141. “Critics, I don’t understand. They get too intellectual. They’re not very well-versed in street talk. It takes them longer to say it, so they have to do it in dictionaries, and they take longer to say it.”

142. “When I’m stuck for a closing to a lyric, I will drag out my last resort—overwhelming illogic.” 

143. “I don’t like to read things that people write about me. I’d rather read what kids have to say about me because it’s not their profession to do that.”

144. “You would think that a rock star being married to a supermodel would be one of the greatest things in the world. It is.”

145. “I know when to go out, know when to stay in. Get things done.”

146. “Robert Johnson only had one album’s worth of work as his legacy. That’s all that life allowed him.”

147. “A lot of people provide me with quotes. They suggest all kinds of things to say, and I do, really, because I’m not very hip at all.”

148. “Popstars are capable of growing old. An ageing rock star doesn’t have to opt out of life. When I’m 50, I’ll prove it.”

149. “I have a certain niche that I work in. A lot of it has to be about alienation, being on the outside of things. That tends to be where I feel more comfortable as a writer.”

150. “I don’t make changes to confuse anyone. I’m just searching. That’s what causes me to change. I’m just searching for myself.”

151. “Now, I realise that from ’72 through to about ’76, I was the ultimate rock star. I couldn’t have been more rock star.”

152. “There are times when I prefer a cerebral moment with an artist, and I’ll just enjoy the wit of a Picabia or a Duchamp. It amuses me that they thought that what they did would be a good way of making art.”

153. “Pixies and Sonic Youth were so important to the ‘80s.”

154. “I never could get over the fact that The Pixies formed, worked, and separated without America taking them to its heart or even recognising their existence for the most part.”

155. “I once asked Lennon what he thought of what I do. He said, ‘It’s great, but it’s just rock and roll with lipstick on.'”

156. “I’d love people to believe that I really had great haircuts.”
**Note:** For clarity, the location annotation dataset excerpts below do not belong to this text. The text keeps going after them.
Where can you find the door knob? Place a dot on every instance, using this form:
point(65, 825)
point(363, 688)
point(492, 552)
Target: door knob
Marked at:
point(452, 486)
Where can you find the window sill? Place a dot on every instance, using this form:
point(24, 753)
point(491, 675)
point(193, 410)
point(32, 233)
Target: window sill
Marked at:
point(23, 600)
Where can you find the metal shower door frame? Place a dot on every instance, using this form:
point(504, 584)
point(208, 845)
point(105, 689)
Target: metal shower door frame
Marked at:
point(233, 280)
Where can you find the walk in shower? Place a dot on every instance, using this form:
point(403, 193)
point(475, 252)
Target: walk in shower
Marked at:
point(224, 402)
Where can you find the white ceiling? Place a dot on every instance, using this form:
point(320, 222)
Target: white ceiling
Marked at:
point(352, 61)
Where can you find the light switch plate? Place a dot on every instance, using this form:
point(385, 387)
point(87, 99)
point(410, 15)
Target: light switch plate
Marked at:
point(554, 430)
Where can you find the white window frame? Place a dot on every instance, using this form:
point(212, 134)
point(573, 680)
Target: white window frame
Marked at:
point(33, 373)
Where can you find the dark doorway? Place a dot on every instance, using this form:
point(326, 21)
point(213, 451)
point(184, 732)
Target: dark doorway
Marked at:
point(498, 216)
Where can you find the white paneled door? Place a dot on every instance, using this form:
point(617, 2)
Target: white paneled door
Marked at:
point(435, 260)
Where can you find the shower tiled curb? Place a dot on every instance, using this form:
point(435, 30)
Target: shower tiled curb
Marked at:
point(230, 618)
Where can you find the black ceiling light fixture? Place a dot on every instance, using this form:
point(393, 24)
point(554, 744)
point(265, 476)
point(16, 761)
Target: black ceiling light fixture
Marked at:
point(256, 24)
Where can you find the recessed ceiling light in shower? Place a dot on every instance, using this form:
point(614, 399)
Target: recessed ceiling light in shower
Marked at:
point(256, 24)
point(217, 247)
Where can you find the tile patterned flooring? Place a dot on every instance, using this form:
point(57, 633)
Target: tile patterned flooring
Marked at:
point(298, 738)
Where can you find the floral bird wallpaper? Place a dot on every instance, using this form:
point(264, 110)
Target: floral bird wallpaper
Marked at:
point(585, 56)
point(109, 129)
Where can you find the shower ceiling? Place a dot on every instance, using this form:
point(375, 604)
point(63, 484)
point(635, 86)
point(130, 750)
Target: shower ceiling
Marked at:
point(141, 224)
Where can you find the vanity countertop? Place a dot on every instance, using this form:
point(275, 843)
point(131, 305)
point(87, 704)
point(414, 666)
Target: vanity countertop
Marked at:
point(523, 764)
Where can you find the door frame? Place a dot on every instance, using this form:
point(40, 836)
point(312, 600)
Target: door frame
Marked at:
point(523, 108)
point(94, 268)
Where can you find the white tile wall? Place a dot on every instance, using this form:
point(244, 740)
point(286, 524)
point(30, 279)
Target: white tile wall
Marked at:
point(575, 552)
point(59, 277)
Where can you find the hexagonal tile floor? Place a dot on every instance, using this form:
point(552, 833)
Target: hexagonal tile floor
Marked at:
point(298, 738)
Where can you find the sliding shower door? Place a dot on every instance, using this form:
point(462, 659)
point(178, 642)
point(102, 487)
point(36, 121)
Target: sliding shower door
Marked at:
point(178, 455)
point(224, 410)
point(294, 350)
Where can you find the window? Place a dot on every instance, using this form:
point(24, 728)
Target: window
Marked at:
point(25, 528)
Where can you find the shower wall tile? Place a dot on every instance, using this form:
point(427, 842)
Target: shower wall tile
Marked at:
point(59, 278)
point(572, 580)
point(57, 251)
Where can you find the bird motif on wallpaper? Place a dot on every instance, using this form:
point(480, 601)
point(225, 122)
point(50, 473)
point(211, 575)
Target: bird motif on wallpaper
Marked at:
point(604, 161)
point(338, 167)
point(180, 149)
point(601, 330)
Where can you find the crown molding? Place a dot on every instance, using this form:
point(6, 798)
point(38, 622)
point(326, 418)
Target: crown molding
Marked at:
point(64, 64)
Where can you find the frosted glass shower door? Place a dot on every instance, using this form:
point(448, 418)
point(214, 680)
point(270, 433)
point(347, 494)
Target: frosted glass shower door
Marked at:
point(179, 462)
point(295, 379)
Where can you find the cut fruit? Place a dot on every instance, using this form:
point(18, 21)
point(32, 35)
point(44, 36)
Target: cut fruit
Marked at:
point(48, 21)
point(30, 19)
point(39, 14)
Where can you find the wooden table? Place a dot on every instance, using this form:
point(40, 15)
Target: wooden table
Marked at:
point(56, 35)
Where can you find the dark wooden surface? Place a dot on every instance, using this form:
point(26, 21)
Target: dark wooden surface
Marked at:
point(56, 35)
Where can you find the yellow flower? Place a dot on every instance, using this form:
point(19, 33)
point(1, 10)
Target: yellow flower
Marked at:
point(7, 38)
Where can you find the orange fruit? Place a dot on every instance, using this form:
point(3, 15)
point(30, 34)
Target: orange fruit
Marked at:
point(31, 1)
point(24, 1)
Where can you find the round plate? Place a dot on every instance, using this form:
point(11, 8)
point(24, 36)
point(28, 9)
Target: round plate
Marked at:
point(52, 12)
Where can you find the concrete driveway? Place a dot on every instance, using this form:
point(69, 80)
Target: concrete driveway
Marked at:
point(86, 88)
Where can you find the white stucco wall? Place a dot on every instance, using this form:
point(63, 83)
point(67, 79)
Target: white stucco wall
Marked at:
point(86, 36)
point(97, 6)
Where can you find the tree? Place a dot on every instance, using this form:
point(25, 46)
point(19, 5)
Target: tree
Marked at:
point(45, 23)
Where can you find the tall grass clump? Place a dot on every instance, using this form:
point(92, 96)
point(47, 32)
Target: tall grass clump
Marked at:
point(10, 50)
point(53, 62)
157. “And I saw the sax line-up that he had behind him, and I thought, I’m going to learn the saxophone. When I grow up, I’m going to play in his band. So I sort of persuaded my dad to get me a kind of a plastic saxophone on the hire purchase plan.”

158. “To have my fellow musicians like what I do, that’s very cool.”

159. “When it comes down to it, glam rock was all very amusing. At the time, it was funny, then a few years later, it became sort of serious-looking and a bit foreboding.”

160. “I think much has been made of this alter ego business. I mean, I actually stopped creating characters in 1975 for albums, anyway.”

161. “I believe that I often bring out the best in somebody’s talents.”

162. “Music itself is going to become like running water or electricity. So it’s like, just take advantage of these last few years because none of this is ever going to happen again. You’d better be prepared for doing a lot of touring because that’s really the only unique situation that’s going to be left.”

163. “When you think about it, Adolf Hitler was the first pop star.”

164. “I wish myself to be a prop, if anything, for my songs. I want to be the vehicle for my songs. I would like to colour the material with as much visual expression as is necessary for that song.”

165. “I’m responsible for starting a whole new school of pretension.”

166. “I can ask for cigarettes in every language.”

167. “I was never particularly fond of my voice.”

168. “People look to me to see what the spirit of the ‘70s is.”

169. “I think my spaceship knows which way to go.”